Егорова даже пот прошиб! Этакая удача!
Где вы нашли всё это?! Как это вам удалось?
А вчера, после ужина, старшина разрешил нам походить по лагерю, так мы и пошли по дороге вглубь, а там тоже лагерь, только не занятый никем. Вдруг видим тоже большое здание вроде летнего театра, а сбоку в стене дыра. Влезли, а там и сцена, и яма для оркестра. Так под сценой и нашли всё это. Там, может быть, и ещё что-нибудь есть!
Молодцы! Это вы нашли под сценой?! а на сцене, за сценой ничего не было?
Да мы туда и не ходили. Боялись запоздать, время-то к отбою уже было.
А тарелками в это время завладел Кухаров. Он уже нашёл какие-то обрывки кожи, из них он мастерил ушки и старательно прилаживал их к тарелкам, рядом с ним уже лежал толчёный кирпич и какая-то, неизвестно откуда появившаяся, суконка. Он намеревался придать тарелкам их первозданный блеск. Закреплённый за Кухаровым альт одиноко висел на пирамидке, заботливо устроенной Сибиряковым ещё до получения инструментов. Так ни одного звука на альту Кухаров ещё и не издал.
Работа кипела вовсю.
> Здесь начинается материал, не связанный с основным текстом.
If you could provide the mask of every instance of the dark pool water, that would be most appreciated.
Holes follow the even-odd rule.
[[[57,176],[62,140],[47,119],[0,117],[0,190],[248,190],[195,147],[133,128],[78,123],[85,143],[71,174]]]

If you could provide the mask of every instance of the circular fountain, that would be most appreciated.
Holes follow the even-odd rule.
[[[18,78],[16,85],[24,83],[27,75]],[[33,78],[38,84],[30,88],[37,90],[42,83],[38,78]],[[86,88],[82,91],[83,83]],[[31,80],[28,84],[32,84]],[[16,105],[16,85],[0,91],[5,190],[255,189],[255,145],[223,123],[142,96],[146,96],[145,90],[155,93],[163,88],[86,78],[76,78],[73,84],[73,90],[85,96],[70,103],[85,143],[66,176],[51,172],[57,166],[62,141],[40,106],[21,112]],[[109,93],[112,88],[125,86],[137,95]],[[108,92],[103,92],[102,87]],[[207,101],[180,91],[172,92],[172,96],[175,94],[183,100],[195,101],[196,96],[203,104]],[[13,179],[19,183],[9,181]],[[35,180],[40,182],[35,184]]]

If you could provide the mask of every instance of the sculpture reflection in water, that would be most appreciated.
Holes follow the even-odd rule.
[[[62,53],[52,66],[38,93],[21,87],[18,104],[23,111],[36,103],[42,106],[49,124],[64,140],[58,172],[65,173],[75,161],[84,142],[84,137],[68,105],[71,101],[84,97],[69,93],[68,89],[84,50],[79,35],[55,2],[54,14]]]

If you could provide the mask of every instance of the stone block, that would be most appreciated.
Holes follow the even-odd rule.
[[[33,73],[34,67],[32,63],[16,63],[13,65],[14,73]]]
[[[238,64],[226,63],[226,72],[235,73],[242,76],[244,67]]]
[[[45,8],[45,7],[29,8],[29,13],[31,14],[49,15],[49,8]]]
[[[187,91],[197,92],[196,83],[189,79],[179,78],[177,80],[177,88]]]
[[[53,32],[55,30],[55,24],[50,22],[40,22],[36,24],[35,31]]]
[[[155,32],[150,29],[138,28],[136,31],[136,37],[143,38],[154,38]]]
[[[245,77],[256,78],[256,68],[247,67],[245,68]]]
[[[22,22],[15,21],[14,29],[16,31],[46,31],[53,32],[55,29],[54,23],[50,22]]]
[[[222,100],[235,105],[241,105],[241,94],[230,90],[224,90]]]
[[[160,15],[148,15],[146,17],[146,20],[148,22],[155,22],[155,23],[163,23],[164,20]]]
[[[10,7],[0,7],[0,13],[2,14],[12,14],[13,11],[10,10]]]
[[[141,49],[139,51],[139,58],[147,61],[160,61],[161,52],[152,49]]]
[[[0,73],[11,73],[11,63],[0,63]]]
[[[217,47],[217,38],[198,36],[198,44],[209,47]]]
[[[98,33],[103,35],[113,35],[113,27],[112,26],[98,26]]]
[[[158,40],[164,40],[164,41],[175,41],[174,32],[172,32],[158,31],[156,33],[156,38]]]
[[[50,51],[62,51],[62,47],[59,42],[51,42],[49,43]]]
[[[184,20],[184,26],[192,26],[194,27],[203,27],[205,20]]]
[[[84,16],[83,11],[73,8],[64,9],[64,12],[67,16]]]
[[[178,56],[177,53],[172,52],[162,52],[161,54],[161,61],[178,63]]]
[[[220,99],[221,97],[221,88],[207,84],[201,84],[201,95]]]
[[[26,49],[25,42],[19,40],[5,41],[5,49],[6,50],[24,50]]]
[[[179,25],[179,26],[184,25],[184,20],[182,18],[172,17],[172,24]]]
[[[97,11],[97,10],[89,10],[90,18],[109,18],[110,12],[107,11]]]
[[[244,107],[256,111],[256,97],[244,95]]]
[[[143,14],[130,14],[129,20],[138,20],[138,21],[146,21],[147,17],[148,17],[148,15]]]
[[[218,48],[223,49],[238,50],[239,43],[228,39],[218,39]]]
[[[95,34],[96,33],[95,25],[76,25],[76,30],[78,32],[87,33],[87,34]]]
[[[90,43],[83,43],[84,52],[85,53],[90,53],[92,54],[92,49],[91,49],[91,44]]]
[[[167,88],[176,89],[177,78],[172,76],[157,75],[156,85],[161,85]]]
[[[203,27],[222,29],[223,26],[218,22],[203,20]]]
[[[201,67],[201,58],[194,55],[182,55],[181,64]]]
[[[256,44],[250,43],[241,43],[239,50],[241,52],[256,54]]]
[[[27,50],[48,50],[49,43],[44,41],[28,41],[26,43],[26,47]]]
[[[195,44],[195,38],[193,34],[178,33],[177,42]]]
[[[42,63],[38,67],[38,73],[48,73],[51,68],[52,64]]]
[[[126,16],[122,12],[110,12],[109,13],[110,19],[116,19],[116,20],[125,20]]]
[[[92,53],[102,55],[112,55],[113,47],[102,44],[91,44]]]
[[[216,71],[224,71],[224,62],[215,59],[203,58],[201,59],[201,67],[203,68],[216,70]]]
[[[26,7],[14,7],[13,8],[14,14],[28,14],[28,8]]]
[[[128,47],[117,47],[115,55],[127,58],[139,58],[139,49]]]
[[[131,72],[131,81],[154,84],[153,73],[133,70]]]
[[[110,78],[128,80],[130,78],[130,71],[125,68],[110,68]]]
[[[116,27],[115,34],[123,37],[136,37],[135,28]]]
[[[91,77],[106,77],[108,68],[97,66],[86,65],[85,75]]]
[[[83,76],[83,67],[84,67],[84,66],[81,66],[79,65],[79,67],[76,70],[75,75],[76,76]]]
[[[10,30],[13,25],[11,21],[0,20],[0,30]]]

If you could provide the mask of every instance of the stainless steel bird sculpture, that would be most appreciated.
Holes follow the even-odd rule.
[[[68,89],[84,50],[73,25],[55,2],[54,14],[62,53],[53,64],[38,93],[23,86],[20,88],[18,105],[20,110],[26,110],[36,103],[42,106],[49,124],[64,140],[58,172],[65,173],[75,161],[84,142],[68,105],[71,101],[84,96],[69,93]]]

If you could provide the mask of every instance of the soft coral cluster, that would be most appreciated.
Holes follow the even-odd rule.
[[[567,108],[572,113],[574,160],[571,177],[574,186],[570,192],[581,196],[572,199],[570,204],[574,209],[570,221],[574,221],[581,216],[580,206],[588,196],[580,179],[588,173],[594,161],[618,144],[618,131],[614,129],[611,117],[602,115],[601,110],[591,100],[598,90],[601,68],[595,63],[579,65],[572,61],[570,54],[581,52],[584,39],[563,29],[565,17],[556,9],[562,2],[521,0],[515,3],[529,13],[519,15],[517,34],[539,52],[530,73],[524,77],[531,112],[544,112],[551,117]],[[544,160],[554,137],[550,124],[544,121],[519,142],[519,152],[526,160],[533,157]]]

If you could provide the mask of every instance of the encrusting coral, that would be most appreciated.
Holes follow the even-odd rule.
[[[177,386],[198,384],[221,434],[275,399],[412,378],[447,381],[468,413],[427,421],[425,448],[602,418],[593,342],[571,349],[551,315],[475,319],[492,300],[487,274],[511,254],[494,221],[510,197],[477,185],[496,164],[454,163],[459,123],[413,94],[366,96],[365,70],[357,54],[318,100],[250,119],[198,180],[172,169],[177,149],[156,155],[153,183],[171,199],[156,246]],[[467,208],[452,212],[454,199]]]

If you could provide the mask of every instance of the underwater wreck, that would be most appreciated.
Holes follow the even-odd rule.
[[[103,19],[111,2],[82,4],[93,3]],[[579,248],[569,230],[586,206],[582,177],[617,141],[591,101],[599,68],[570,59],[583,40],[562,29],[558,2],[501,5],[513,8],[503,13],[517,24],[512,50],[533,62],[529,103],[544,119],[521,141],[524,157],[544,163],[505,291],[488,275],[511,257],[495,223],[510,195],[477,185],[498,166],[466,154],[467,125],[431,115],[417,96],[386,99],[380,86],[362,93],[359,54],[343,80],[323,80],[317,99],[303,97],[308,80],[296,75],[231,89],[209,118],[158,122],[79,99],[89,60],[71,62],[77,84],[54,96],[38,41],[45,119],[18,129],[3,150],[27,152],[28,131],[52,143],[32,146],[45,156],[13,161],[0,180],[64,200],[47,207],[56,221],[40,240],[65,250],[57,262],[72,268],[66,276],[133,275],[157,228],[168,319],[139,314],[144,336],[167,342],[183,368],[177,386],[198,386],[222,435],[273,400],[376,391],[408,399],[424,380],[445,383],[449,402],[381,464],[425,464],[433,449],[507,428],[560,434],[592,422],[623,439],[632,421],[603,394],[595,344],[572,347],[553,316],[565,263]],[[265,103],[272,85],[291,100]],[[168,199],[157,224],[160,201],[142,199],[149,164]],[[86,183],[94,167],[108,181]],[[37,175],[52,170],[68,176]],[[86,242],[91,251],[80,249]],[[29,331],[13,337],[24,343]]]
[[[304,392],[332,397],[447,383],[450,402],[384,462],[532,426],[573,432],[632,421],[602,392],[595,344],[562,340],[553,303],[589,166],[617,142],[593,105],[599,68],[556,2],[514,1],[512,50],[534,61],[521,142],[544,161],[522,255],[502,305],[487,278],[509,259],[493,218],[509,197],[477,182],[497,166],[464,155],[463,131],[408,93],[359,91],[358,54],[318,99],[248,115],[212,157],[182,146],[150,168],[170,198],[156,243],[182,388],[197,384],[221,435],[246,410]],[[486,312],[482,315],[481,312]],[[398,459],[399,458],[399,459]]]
Встречный марш был переписан, и из «Сборника маршей» было подобрано три лёгких марша, о которых подавляющее большинство музыкантов сказало, что «когда-то их играли». Надо было только приписать недостающие партии, а это было уже простым делом.
К большому счастью, отсутствовали партии 2-го тенора, 2-го альта, 1-го баса, ударных инструментов, флейты. Задача была несложная. Словом, к трём часам дня, примерно так же, как и вчера, оркестр уже сидел на своих местах.
И ещё раз Егоров был изумлён распорядительностью и внимательностью старшины Сибирякова.
Почти перед всеми музыкантами вместо вчерашних поленьев стояли пульты! Да! Настоящие пульты. Деревянные, с матерчатым нотодержателем. Безусловно, они не отличались особенным изяществом, сделаны были, скажем прямо, топорно, но всё же это были пульты и ноты, не на дровах, а на предметах, обязательных для каждого оркестра.
Откуда это, товарищ старшина? не смог не задать вопроса Егоров.
Да вчера вечером сходили компанией в мастерские, попросили обрезочков, гвоздиков, а потом и они нам помогли
Кто помог-то?
Солдаты, из мастерских. Тоже ведь и им интересно свой-то оркестр послушать.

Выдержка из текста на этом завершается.